For many divers the main event is the rocky jetty that extends outward along the mouth of the harbor at Port Hueneme. Here the rocks drop off quickly to 20 feet and then moderately to 45 feet at the tip of the jetty where they make contact with the submarine canyon slope of sand and mud. On the submerged rocks is a plethora of animals. The upwelling from the canyon supports a large amount of marine life. My favorite is the abundant gorgonian, California’s answer to soft coral. Within the golden fans are large sheep crabs, a variety of mollusks, and octopus. Like many rocky jetties along our coast, this is a good habitat for lobster. Fish life includes rockfish, barred sand bass, scorpionfish, cabezon, and garibaldi.
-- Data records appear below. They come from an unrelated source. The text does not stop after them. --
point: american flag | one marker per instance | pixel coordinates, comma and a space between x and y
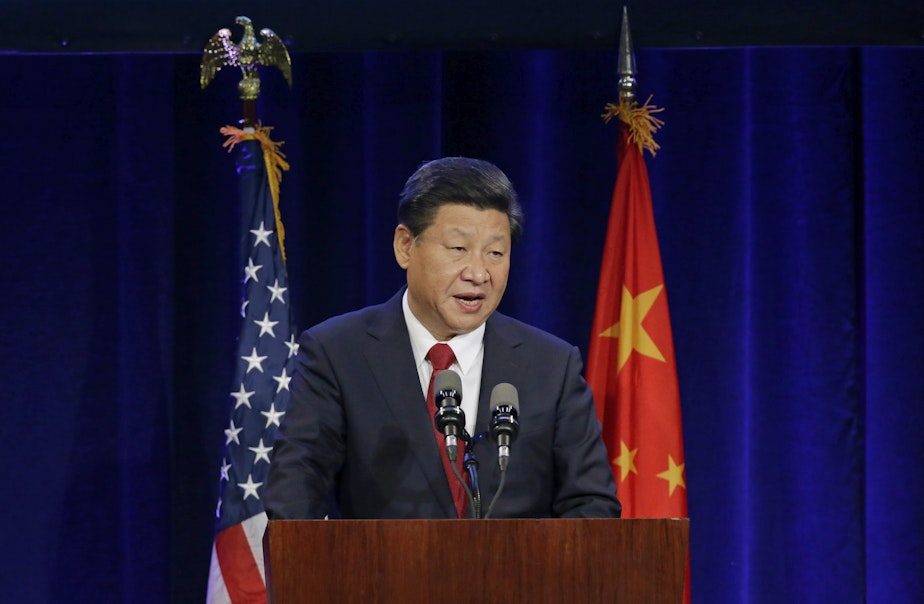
260, 390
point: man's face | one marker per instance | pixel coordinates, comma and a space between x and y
456, 269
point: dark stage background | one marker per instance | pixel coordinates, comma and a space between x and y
788, 198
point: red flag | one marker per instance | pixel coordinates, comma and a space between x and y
631, 366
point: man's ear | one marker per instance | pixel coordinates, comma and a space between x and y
404, 241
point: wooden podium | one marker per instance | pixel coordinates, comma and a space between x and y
505, 561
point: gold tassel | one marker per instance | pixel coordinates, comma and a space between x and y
642, 124
275, 162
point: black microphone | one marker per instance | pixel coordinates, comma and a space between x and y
505, 405
449, 417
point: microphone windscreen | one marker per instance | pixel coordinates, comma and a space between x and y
505, 394
447, 379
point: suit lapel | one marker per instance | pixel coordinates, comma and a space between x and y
391, 362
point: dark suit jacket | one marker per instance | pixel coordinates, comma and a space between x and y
357, 440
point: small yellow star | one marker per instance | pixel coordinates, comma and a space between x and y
673, 475
625, 461
629, 330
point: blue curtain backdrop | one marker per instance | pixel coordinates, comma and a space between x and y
789, 200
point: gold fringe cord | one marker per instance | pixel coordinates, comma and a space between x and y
275, 162
642, 124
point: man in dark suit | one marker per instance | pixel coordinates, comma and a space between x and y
358, 440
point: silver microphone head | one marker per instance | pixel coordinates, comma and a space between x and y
447, 381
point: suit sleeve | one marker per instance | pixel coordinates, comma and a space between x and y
585, 487
310, 445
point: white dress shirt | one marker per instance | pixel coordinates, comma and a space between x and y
469, 351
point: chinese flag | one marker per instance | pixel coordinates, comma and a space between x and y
631, 366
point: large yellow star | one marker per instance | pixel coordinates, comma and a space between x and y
626, 460
629, 330
673, 475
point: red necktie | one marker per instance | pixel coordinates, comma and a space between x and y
441, 357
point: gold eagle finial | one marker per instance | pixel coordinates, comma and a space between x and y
221, 51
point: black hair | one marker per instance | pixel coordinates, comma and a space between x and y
462, 180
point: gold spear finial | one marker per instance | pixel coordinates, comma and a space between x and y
221, 51
627, 83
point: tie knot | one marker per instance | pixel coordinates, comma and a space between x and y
441, 357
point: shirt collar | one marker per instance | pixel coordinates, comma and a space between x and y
465, 346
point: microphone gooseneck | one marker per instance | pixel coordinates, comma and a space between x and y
449, 417
505, 426
450, 420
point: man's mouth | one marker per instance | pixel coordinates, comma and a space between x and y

If the surge is not too strong, spend some time up in the shallows with the zebra perch, opaleye and surfperch. Depending on the season, the rocks here occasionally support a small kelp forest with calico bass.
At the tip of the jetty you will come to the canyon drop immediately. Be sure to use your navigational skills to avoid wandering into the mouth of the harbor. In the canyon you will find debris with more scorpionfish, rays, small octopus, unusual nudibranchs, and moon snails.
Some divers choose to complete their dives exiting the water around the northwest side of the rocks in the cove, but once again be aware that the surf here can be tough.
One final option here is a second dive is a visit to the pismo clam beds in the sand to the northwest of the rocks. Pismo clams are the tastiest in California and here they are abundant. Look for them in 15 to 20 feet of water with their siphons just sticking above the sand. Once you found two or three, you have found dozens. You must have a fishing license and regulations apply.
Dive Spot At A Glance
Location: At the northwest entrance of Port Hueneme.
Access and Entry: Short walk across sand (or drive for a 4-wheel drive) to a rocky surf entry. If parking lot is closed due to blowing sand it will be a longer walk.
Skill Level: Intermediate or better with rock surf entry experience.
Depths: 20 to 80+ feet
Visibility: Fair, averaging 10 – 15 feet.
Photography: Good especially for macro with lots of subjects on the rocks or in the canyon mud and sand
Hunting: Good for lobster on the rocks and clams on the nearby sand off Silver Strand Beach.
Hazards: Surf must be small to dive here. Stay out of the harbor mouth.